Various treatment options are available for patients which include embolisation and surgical correction. The prognosis also depends on the stage at which the patient presents. The earlier the patient presents with symptoms, the worse is the prognosis. Children usually present with high output cardiac failure. The child in our case report was cyanosed at birth and had severe respiratory distress. Echocardiography in these children fails to reveal structural cardiac defects. In such children, besides other causes of respiratory distress, VOGA should be considered a diagnostic possibility and appropriate modalities should be employed for diagnosis, depending on the stage at which the patient presents (Doppler ultrasonography of brain in a neonate, Magnetic Resonance Imaging (MRI) in older children). Treatment outcome depends upon the expertise of the center where the treatment is carried out.

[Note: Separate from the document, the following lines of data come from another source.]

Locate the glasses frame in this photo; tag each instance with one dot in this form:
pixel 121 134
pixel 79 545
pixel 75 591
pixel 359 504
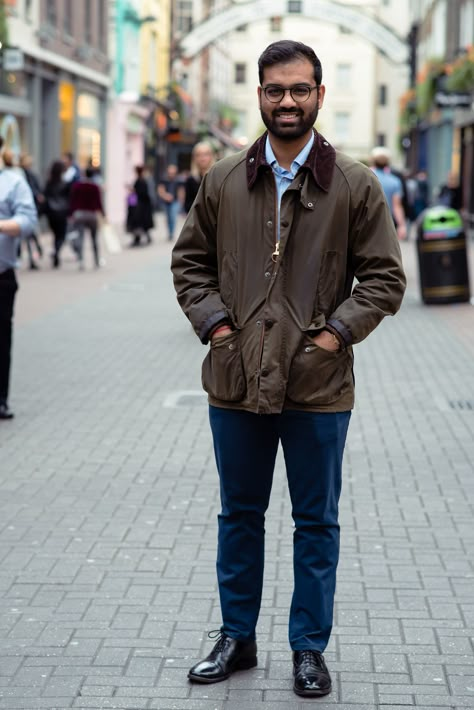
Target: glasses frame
pixel 310 90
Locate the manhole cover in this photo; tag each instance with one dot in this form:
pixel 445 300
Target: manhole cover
pixel 462 405
pixel 186 398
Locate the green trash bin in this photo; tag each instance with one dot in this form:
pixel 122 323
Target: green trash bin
pixel 442 256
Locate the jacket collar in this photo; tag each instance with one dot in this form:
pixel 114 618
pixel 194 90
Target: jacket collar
pixel 320 161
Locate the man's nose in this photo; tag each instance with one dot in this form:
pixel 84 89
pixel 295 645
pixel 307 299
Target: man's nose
pixel 287 99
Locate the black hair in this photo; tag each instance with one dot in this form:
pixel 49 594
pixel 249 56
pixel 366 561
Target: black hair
pixel 286 50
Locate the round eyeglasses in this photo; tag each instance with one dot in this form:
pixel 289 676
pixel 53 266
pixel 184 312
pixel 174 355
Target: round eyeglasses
pixel 299 93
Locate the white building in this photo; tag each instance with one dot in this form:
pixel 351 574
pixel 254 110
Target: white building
pixel 362 85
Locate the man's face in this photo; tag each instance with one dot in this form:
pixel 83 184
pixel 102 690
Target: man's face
pixel 290 119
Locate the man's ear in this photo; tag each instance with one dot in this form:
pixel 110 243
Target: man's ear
pixel 321 94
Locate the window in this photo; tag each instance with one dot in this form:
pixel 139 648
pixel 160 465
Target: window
pixel 184 16
pixel 240 72
pixel 294 6
pixel 342 121
pixel 51 12
pixel 343 76
pixel 67 17
pixel 28 7
pixel 101 19
pixel 88 21
pixel 276 24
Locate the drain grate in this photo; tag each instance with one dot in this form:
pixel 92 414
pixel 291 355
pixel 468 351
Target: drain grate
pixel 186 398
pixel 461 405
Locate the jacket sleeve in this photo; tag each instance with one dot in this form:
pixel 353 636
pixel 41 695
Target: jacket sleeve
pixel 194 264
pixel 375 261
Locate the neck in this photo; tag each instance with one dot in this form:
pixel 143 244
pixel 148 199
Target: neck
pixel 286 151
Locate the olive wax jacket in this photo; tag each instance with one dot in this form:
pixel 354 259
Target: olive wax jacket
pixel 335 230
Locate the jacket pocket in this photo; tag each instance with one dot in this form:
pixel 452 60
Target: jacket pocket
pixel 318 377
pixel 222 370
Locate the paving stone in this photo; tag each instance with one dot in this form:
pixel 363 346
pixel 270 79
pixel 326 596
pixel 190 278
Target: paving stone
pixel 108 505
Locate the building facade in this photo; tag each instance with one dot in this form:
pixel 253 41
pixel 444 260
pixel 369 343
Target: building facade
pixel 438 113
pixel 61 86
pixel 140 47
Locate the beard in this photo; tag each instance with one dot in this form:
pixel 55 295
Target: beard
pixel 290 130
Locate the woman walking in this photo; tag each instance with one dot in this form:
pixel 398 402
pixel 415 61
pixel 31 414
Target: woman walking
pixel 56 194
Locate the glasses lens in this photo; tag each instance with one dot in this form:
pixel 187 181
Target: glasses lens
pixel 300 93
pixel 274 93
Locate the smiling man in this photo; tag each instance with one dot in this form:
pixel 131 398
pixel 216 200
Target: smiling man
pixel 264 270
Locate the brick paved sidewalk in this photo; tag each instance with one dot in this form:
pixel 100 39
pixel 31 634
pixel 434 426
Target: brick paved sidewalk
pixel 108 502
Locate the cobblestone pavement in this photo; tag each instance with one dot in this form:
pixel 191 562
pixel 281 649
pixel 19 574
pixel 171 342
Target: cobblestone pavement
pixel 109 496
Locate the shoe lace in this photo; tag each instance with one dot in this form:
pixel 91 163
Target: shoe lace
pixel 313 659
pixel 220 637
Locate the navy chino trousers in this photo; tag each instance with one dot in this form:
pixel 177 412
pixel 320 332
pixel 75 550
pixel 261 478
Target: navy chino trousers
pixel 245 446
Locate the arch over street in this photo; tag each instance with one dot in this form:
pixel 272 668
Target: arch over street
pixel 381 36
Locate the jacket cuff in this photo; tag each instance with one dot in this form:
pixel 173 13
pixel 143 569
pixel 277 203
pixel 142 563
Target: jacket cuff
pixel 205 330
pixel 342 333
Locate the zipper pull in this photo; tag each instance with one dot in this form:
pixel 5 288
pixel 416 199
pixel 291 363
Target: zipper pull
pixel 276 253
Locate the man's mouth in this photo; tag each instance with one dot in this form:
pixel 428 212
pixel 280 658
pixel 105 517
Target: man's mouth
pixel 286 116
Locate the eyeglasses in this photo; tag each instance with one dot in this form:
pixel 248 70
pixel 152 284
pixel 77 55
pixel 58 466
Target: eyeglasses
pixel 298 93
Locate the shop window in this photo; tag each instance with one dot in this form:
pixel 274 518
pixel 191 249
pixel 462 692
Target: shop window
pixel 343 76
pixel 88 21
pixel 51 12
pixel 295 6
pixel 68 17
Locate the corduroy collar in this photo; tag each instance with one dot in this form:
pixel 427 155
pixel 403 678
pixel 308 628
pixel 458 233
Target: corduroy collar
pixel 320 161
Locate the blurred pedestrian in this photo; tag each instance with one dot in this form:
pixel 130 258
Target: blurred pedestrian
pixel 450 194
pixel 85 205
pixel 202 159
pixel 170 192
pixel 140 212
pixel 32 239
pixel 72 172
pixel 392 187
pixel 56 195
pixel 264 269
pixel 17 218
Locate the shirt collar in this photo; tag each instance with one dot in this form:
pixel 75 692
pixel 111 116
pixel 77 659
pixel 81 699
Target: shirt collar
pixel 297 162
pixel 320 161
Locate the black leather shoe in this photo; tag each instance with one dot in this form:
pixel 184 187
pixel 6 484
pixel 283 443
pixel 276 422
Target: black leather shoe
pixel 227 656
pixel 5 412
pixel 312 677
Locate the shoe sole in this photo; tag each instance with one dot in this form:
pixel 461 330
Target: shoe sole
pixel 243 665
pixel 312 693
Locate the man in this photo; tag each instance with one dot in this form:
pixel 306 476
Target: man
pixel 17 219
pixel 170 190
pixel 392 187
pixel 72 172
pixel 264 270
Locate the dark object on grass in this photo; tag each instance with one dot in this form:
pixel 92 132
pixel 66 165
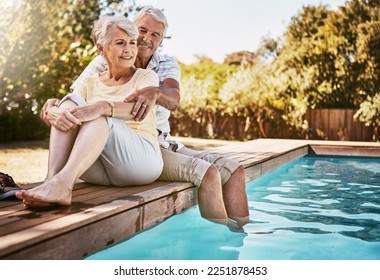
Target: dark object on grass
pixel 8 187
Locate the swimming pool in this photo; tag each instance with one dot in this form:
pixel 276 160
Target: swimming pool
pixel 316 207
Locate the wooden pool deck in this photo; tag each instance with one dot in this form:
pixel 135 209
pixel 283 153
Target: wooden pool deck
pixel 101 216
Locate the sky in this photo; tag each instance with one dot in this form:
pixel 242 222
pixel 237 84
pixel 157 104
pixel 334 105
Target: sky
pixel 216 28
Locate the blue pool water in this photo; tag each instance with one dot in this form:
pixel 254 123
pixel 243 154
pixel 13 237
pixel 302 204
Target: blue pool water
pixel 312 208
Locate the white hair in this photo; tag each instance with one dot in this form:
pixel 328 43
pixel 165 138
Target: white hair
pixel 100 32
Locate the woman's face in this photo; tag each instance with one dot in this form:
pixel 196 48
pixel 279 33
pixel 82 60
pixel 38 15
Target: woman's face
pixel 121 51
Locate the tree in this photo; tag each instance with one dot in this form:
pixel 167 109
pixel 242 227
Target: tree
pixel 46 46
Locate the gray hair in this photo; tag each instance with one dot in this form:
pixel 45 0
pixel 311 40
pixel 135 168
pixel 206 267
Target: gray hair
pixel 100 33
pixel 157 15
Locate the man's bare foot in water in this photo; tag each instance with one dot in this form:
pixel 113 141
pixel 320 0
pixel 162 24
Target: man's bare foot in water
pixel 51 192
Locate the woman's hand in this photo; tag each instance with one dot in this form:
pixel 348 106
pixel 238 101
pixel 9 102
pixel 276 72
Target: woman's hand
pixel 50 103
pixel 144 100
pixel 61 119
pixel 90 111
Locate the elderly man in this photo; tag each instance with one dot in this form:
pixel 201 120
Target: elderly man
pixel 220 180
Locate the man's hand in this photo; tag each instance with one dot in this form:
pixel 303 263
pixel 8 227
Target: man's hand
pixel 52 102
pixel 144 100
pixel 62 119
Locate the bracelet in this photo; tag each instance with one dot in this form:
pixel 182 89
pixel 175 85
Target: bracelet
pixel 112 105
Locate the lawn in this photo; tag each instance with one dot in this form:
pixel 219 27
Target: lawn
pixel 27 162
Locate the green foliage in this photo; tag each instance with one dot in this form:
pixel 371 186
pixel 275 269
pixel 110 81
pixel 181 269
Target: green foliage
pixel 45 46
pixel 325 59
pixel 369 111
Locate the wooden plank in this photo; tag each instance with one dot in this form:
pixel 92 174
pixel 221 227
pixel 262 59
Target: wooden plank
pixel 106 215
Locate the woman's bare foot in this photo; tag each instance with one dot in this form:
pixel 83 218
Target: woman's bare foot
pixel 49 193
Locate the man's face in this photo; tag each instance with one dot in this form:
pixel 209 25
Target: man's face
pixel 151 34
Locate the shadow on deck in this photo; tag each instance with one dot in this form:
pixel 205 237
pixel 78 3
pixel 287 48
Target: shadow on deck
pixel 101 216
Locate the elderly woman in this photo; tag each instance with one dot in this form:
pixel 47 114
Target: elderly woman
pixel 93 136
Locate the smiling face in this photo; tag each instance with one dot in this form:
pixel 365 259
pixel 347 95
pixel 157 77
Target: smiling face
pixel 121 50
pixel 151 34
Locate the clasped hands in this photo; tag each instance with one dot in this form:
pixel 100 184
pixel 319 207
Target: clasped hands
pixel 65 119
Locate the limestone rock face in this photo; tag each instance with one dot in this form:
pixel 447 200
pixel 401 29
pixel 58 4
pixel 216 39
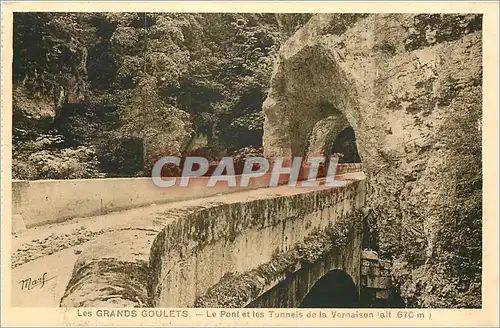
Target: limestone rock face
pixel 410 87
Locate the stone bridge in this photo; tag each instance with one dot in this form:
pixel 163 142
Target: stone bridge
pixel 266 247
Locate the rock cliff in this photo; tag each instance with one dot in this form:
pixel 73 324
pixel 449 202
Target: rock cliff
pixel 410 87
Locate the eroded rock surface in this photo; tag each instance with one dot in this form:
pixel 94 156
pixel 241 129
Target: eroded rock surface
pixel 410 87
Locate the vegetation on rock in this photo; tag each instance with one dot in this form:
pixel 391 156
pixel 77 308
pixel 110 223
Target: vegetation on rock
pixel 120 90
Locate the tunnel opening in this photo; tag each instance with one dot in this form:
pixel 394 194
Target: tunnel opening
pixel 345 144
pixel 336 289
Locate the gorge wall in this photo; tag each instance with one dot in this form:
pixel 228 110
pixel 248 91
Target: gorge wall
pixel 410 87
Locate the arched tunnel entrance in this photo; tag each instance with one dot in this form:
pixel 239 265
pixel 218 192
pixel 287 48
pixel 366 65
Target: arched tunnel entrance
pixel 336 289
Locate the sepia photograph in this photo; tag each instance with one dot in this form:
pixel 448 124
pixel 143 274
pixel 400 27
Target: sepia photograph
pixel 168 161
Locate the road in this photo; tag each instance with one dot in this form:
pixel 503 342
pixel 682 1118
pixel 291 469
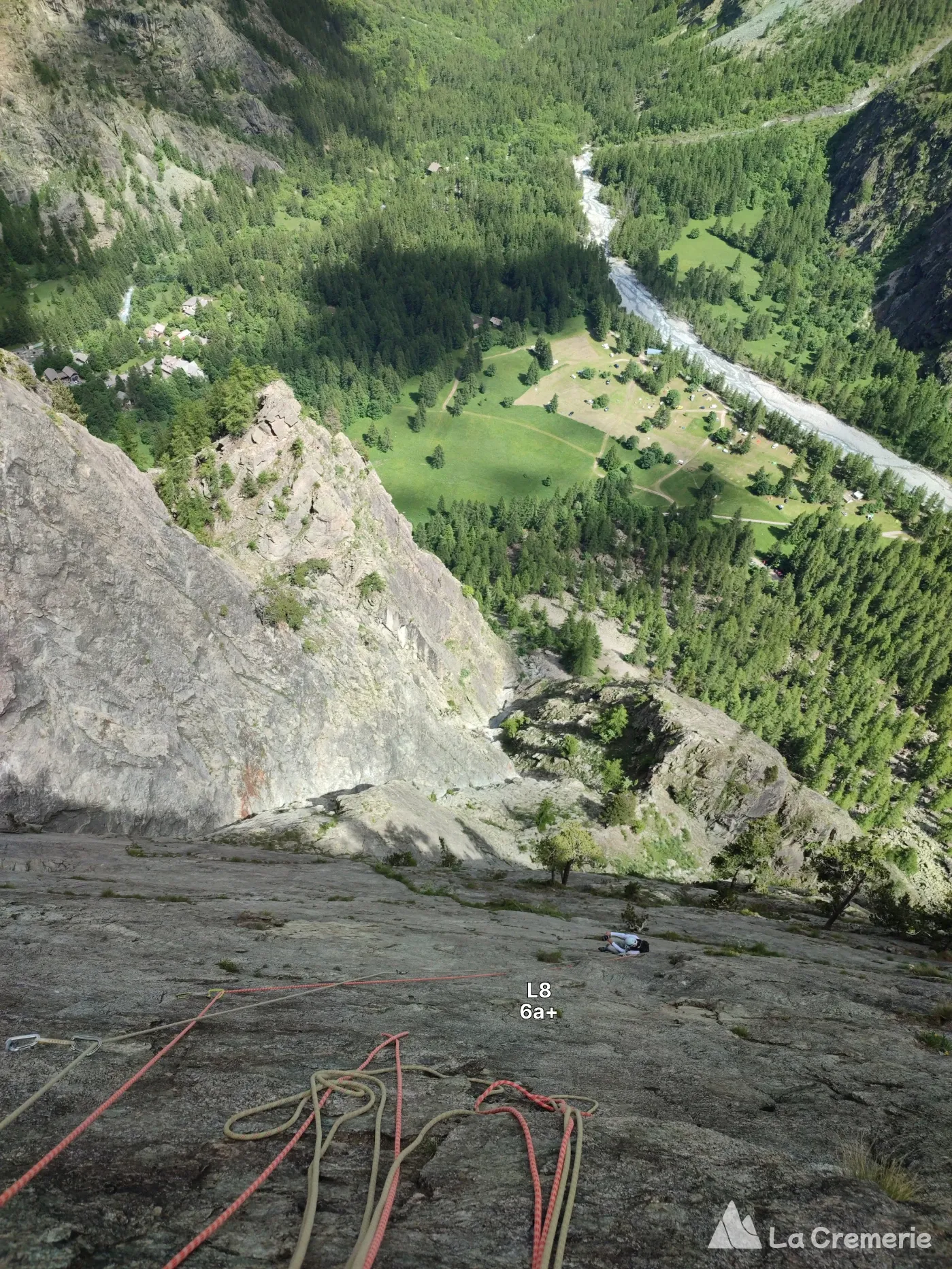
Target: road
pixel 638 299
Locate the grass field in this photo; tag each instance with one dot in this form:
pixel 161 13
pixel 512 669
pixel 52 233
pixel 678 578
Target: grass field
pixel 707 249
pixel 495 452
pixel 490 452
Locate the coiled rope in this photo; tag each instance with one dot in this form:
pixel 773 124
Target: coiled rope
pixel 367 1085
pixel 548 1236
pixel 186 1025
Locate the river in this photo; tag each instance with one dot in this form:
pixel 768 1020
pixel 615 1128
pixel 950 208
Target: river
pixel 636 299
pixel 126 306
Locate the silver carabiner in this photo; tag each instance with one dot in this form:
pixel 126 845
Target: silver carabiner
pixel 88 1040
pixel 17 1043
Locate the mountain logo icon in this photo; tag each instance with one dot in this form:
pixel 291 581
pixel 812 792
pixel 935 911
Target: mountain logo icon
pixel 733 1232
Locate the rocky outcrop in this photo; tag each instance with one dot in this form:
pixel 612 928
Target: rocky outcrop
pixel 712 776
pixel 698 778
pixel 105 57
pixel 142 692
pixel 721 1074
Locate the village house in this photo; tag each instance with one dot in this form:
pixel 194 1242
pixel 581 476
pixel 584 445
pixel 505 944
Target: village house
pixel 169 365
pixel 193 303
pixel 69 375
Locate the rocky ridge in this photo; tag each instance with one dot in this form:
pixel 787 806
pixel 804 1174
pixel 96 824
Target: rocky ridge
pixel 114 65
pixel 142 691
pixel 891 188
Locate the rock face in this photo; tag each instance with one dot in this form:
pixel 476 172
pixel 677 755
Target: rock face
pixel 127 46
pixel 140 689
pixel 891 188
pixel 721 1075
pixel 714 777
pixel 698 777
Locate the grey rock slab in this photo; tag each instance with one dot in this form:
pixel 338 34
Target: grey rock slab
pixel 142 692
pixel 691 1115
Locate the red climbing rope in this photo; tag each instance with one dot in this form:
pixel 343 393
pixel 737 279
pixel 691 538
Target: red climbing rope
pixel 278 1159
pixel 540 1231
pixel 553 1197
pixel 12 1191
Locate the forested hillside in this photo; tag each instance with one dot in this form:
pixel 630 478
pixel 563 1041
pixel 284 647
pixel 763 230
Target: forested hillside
pixel 368 198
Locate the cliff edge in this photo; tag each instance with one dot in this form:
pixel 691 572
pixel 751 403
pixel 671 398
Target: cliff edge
pixel 149 683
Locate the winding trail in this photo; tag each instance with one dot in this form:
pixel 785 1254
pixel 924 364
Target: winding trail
pixel 636 299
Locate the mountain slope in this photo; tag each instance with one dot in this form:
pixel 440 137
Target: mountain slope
pixel 144 693
pixel 891 188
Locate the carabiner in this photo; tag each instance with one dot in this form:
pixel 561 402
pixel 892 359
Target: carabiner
pixel 17 1043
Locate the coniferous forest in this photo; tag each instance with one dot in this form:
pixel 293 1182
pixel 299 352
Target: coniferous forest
pixel 422 179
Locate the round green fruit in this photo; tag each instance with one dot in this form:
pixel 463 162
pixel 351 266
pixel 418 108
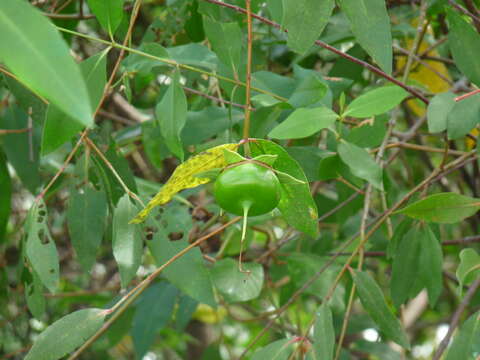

Vein of Galen aneurysmal malformations are rare congenital anomalies. Prenatal diagnosis is usually possible only in the third trimester, hence the importance of a third trimester ultrasound is emphasized. A cystic brain lesion always requires Doppler evaluation to differentiate from other brain cysts. Children with these malformations usually present with high output cardiac failure. In the absence of a structural cardiac defect to account for the patient's symptoms, VOGA should also be considered as a diagnostic possibility.


1. Kothari SS, Naik N, Juneja R, Saxena A. Aneurysm of the Vein of Galen in neonates: Report of Four Cases. Ind Heart J 2001;53:499-502.
2. Raybaud CA, Strother CM, Hald JK. Aneurysms of the vein of Galen: Embryonic and anatomical features relating to the pathogenesis of the malformation. Neuroradiology 1989;31:109-28.
3. Wolfgang Dahnert. Brain disorders. In: Radiology review manual. 5th edition. Lippincort Williams and Wilkins, Phoenix, AZ 2002;326-327.
4. Cumming GR. Circulation in neonates with intracranial arteriovenous fistula and cardiac failure. Am J Cardiol 1980;45:1019-24.
5. K Balakumar. Antenatal Diagnosis of Vein of Galen Aneurysm- Case report. Ind J Radiol Imag 2003;13:91-92.
6. Friedman DM, Rutkowski M, Madrid M, Bernstein A. Sinus venosus atrial septal defect associated with vein of Galen malformations: Report of two cases. Pediatr Cardiol 1994;15:50-2.
7. McElhinney DB, Halbach VV, Silverman NH, Dowd CF, Hanley FL. Congenital cardiac anomalies with vein of Galen malformations in infants. Arch Dis Child 1998;78:548-51.
8. Beltramello A, Perini S, Mazza C. Spontaneously healed vein of Galen aneurysm. Childs Nerv Syst 1991;7:129-34.